Solving Shifted Infinite Well: A&B Coefficients

[E92M3]

I can solve the infinite will with length a. But what happens when the coordination is shifted, namely:
V(x)=0,\frac{ -a}{4}<x<\frac{3a}{4}

I use the usual solution:
\psi=Asin(kx)+Bcos(kx)
Now when I apply the first boundary condition:
\psi(\frac{ -a}{4})=\psi(\frac{3a}{4})=0
I can't get rid of one of the terms (namely the B=0 like when the well was defined from 0 to a).
I know that A will be the same as if the well was defined from 0 to a and I can get k by applying the other boundary condition, but I can't do anything if I can't get rid of the cos term.

 

[Avodyne]

If psi(x) is a solution to the Schrodinger equation with potential V(x), then psi(x-b) is a solution to the Schrodinger equation with potential V(x-b). So all you need to do is shift the solution you have by the correct amount.

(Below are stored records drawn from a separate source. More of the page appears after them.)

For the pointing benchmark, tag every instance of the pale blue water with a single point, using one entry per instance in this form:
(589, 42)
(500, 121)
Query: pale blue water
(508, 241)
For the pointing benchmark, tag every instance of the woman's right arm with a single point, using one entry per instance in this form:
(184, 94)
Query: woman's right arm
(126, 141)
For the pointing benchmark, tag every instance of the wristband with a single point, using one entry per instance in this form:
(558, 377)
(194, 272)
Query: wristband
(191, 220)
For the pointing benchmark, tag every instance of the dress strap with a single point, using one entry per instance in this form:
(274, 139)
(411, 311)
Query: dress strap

You can also do it your way. Use psi(-a/4)=0 to solve for B in terms of A. Plug this into psi(3a/4)=0; every term will have an A in it, so cancel out A, since you know it isn't zero. Now you have an equation whose only unknown is k. You should be able to show that the solutions are k = pi n/a, where n=1,2,3,...

 

[E92M3]

This is not working too well either.
Solving for B:
\psi(\frac{-a}{4})=Asin(k\frac{-a}{4})+Bcos(k\frac{-a}{4})=0
B=\frac{-Asin(k\frac{-a}{4})}{cos(k\frac{-a}{4})}=\frac{Asin(k\frac{a}{4})}{cos(k\frac{a}{4})}
Then:
\psi(\frac{3a}{4})=Asin(k\frac{3a}{4})+\frac{Asin(k\frac{a}{4})}{cos(k\frac{a}{4})}cos(k\frac{3a}{4})=0
\frac{sin(\frac{3ak}{4})}{cos(\frac{3ak}{4})}+\frac{sin(\frac{ak}{4})}{cos(\frac{ak}{4})}=0
\frac{sin(\frac{3ak}{4})cos(\frac{ak}{4})+cos(\frac{3ak}{4})sin(\frac{ak}{4})}{cos(\frac{3ak}{4})cos(\frac{ak}{4})}=0
sin(\frac{3ak}{4})cos(\frac{ak}{4})+cos(\frac{3ak}{4})sin(\frac{ak}{4})=0
sin(\frac{3ak}{4}+\frac{ak}{4})=sin(ak)=0
Then I indeed recover:
k=\frac{n\pi}{a}
Plugging it back in:
\psi(x)=Asin(\frac{n\pi}{a}x)+Bcos(\frac{n\pi}{a}x)
This is not what I expected and I am quite sure that it is wrong since if I plug in the limits, psi is non-zero at the end points.Further more, this should be just the same as the infinite well with length a shifted over. So shouldn't the solution be the same but with a phase constant added? Namely:
\psi=Asin(\frac{n\pi}{a}x)\rightarrow\psi=Asin(\frac{n\pi}{a}(x+\frac{a}{4}))
I think that this is the answer, but that's kind of cheating since it is reverse engineered from another infinite well. I can't figure out why I can't do it top down.